Photo taken from Khmer Community of King County website.

Like everyone, the Khmer Community of King County (KCSKC) spent most of last year celebrating culture virtually through dance, cooking and storytelling. Today, they have begun organizing efforts to open a community space in White Center to preserve and connect the generations of Cambodian culture.

The idea came to be two years after the organization’s office was put up for sale, forcing them to continue running cultural programs within the homes of one another up until the COVID-19 pandemic in March 2020. According to board member Stephanie Ung, this setback greatly reflected the historic displacement of Cambodian refugees and immigrants upon their arrival to the neighborhood 40 years ago.

“We don’t want to be displaced anymore,” Ung said. “So the idea of building a center that is owned by the community organization is a way that we want to provide that stability and security.”

White Center in particular became a home to many Cambodian refugees and immigrants escaping the Khmer Rouge genocide of the 1970’s, as they settled into King County. Many refugees suffered from physical illness and emotional distress upon their arrival and often did not have access to appropriate resources due to language and cultural barriers. Because of this, KCSKC was established shortly after to support newly-settled refugees.

The organization since then has supported newer generations of Khmer immigrants, more recently through virtual programming and mutual aid efforts during the COVID-19 pandemic in order to connect youth and elder generations. This programming demonstrated that youth members want an in-person space to continue their education of Khmer history and culture.

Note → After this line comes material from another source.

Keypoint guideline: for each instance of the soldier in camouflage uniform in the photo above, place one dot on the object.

KCSKC has hosted events in order to raise funds for the project, including an online showcase held last month known as Blossom that highlighted intergenerational Cambodian traditions with dances, crafts, music and cooking demonstrations. Ung stated this event did not want to focus on raising funds from community members as much as it was to celebrate heritage.

“We want our community center to be funded by the state and local governments. For 40 years, our community has been resettled in the U.S., but with no state support at all,” she said.

Community activist Sokha Danh stated in a Facebook post that the community center would need a budget of at least $1 million. The Washington State Capitol Building Fund has already allocated $300,000 to the cultural center efforts, with elective support from Sen. Joe Nguyen (D-34) and Senator Rebecca Saldana (D-37). According to Sen. Nguyen, the program, created to allocate funds to public buildings and other infrastructure, is meant to be distributed among communities of color that have historically not had access to state funding.

“Looking at the anti-Asian hate that happens because there’s a lack of identity for certain communities here,” he said. “This is one way we can actually help populations in authentic ways.”

Ung believes that while the state and local government must invest more into aiding the Cambodian community, the allocated $300,000 for the cultural space is a step in the right direction.